Реформирование мышления (брэйнвошинг)



 

Проанализируем исторические факты, чтобы лучше понять внедрение фальшивых воспоминаний, которые приводят к ложным признаниям. В середине 1950‑х годов возник серьезный интерес к отчетам о попытках коммунистов как в Советском Союзе, так и в коммунистических странах Азии «промыть мозги» политическим заключенным, изменить убеждения (и воспоминания) этих людей, а не просто наказать, как обычно поступали с такими преступниками (Берле, 1957). Военнопленные считались государственными преступниками. В отношении их также применялись методы реформирования мышления.

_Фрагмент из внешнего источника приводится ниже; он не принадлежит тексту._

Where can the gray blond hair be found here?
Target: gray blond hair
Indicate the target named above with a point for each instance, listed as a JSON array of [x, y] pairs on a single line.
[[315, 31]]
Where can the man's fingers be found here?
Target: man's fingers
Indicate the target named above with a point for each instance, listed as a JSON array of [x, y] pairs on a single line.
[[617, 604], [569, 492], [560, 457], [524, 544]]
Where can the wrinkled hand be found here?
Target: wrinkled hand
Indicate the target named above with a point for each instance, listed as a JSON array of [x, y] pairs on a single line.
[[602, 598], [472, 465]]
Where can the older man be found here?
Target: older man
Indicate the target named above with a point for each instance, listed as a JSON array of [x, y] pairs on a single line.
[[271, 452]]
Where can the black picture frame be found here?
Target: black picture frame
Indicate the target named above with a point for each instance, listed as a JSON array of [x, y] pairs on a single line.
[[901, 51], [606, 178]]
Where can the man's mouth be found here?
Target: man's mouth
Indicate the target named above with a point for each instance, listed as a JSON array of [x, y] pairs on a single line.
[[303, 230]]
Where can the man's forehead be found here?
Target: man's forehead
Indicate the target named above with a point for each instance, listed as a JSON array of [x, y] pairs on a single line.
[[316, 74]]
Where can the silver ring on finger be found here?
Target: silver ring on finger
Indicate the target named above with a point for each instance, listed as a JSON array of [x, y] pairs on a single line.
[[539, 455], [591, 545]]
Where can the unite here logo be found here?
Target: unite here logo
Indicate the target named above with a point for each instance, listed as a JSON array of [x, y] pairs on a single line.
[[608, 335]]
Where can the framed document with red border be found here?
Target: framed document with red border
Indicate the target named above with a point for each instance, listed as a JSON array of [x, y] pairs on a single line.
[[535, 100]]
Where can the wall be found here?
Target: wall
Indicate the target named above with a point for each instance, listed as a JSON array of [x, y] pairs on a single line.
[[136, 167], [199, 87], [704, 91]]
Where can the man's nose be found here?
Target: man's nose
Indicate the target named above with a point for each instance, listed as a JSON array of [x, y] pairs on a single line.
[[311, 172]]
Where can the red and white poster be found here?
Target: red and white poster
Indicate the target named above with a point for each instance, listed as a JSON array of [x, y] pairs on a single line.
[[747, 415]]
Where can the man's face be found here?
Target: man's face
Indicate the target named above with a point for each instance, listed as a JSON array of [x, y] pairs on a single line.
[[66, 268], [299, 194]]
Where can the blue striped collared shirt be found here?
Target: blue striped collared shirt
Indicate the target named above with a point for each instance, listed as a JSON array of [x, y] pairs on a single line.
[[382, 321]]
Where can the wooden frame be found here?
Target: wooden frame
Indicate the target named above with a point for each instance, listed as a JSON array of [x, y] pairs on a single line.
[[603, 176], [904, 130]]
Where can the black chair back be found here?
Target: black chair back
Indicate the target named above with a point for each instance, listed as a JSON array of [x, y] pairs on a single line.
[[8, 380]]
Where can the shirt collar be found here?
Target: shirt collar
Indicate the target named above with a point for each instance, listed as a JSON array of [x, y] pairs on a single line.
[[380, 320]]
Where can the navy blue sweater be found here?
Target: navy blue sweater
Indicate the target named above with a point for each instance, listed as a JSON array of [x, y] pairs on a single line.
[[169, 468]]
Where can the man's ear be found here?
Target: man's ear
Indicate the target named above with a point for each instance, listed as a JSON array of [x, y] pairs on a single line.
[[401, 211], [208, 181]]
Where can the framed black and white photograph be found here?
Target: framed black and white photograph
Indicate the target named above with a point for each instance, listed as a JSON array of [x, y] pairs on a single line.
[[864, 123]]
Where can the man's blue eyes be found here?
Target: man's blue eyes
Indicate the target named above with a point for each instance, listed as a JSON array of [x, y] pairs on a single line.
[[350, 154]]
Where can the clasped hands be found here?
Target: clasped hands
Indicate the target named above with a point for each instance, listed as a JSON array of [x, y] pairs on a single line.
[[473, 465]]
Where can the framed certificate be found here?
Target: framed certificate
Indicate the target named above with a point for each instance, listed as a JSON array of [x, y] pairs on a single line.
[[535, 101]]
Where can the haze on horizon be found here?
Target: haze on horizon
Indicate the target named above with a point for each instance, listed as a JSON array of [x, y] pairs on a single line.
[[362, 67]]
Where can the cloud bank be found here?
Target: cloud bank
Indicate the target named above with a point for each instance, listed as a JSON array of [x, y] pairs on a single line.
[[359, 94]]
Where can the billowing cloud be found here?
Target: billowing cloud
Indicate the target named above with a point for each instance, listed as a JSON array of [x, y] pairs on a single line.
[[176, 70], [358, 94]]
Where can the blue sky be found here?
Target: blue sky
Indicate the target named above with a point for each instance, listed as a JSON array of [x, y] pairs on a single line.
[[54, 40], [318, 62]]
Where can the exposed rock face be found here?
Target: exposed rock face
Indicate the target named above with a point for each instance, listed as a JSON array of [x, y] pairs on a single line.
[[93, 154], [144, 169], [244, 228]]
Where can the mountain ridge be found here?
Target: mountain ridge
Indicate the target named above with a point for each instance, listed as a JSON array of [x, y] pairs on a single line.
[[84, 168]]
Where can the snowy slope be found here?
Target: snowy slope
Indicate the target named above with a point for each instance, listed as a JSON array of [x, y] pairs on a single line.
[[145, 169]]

Американцы, попавшие в плен в ходе Корейской войны (1950–1953), и захваченные члены военного формирования Пуэбло (1967–1968) утверждали, что корейцы старались изменить их убеждения. Давление на членов Пуэбло было особенно масштабным. От них силой добивались признания и «воспитывали» через наставления и демонстрацию силы (Форд, 1975). Некоторые американские военнопленные в Корейской войне подвергались интенсивным попыткам реформировать мышление, и лишь некоторым удалось остаться верным Родине. На первый взгляд, это очевидный показатель успеха в изменении убеждений (Сигал, 1954).

Коммунистический и другие режимы, прибегающие к реформированию мышления, пользуются простыми методами (Бмдерман, 1957; Хинкл и Вольф, 1956, 1957; Лифтон, 1957; Сигал, 1954).

Когда заключенный почти теряет психологическое равновесие и нуждается в освобождении, отношение изменяется на умеренную снисходительность. Дознавателя, возможно, незнакомого человека, представляют жертве, которая в этот момент так нуждается в человеческом общении, что видит в дознавателе потенциального спасителя. Важный момент в трансформации мыслей – изменение давления, которое снижается благодаря одобрению и признанию. От жертвы добиваются «признания» часто в форме длинного письменного отчета о своей личной истории. Специалист по реформированию мышления прочитывает историю вместе с жертвой и туманно хвалит ее за отдельные места, но его похвала была двусмысленной и в общем указывала на неудовлетворенность написанным. Так повторялось много раз, и история развивалась. Жертва часто испытывала значительное облегчение, когда его историю наконец принимали. Личные истории жертвы, записанные на бумагу и сохраненные в памяти, значительно изменялись, чтобы отвечать чужим требованиям. Эти новые воспоминания, представленные как признание, оказываются сложной смесью рационализации, измененных воспоминаний и – вымысла.

 

ЗАКЛЮЧЕННЫЕ ВОСПРИИМЧИВЫ К ТРАНСФОРМАЦИИ МЫСЛЕЙ ИЗЗА ВЫНУЖДЕННОЙ ИЗОЛЯЦИИ, ДЕГРАДАЦИИ, УГРОЗ, СТИМУЛИРУЮЩИХ СТРАХ, РЕГРЕССИЮ И ПОВЫШЕНИЕ ВНУШАЕМОСТИ.

 

Китайцы и корейцы чаще использовали групповые процессы как средство добиться реформирования мышления. В группу входили от шести до восьми заключенных, толпившихся в маленькой камере. Такое размещение обусловливало эмоциональную наготу и ощущение собственной никчемности, которые вызывали критическое отношение заключенных к себе, спровоцированное постоянным переписыванием автобиографий. В таких группах рождалось необыкновенное давление схожести положения (см. «Групповое сознание», глава 13), что усиливало процесс реформирования мышления. Хинкл и Вулфф (1956) писали, что «наивысшие достижения правильной рационализации и принятия в группу связано с чувством облегчения, которое иногда воодушевляет, а иногда обладает чертами религиозного «обращения».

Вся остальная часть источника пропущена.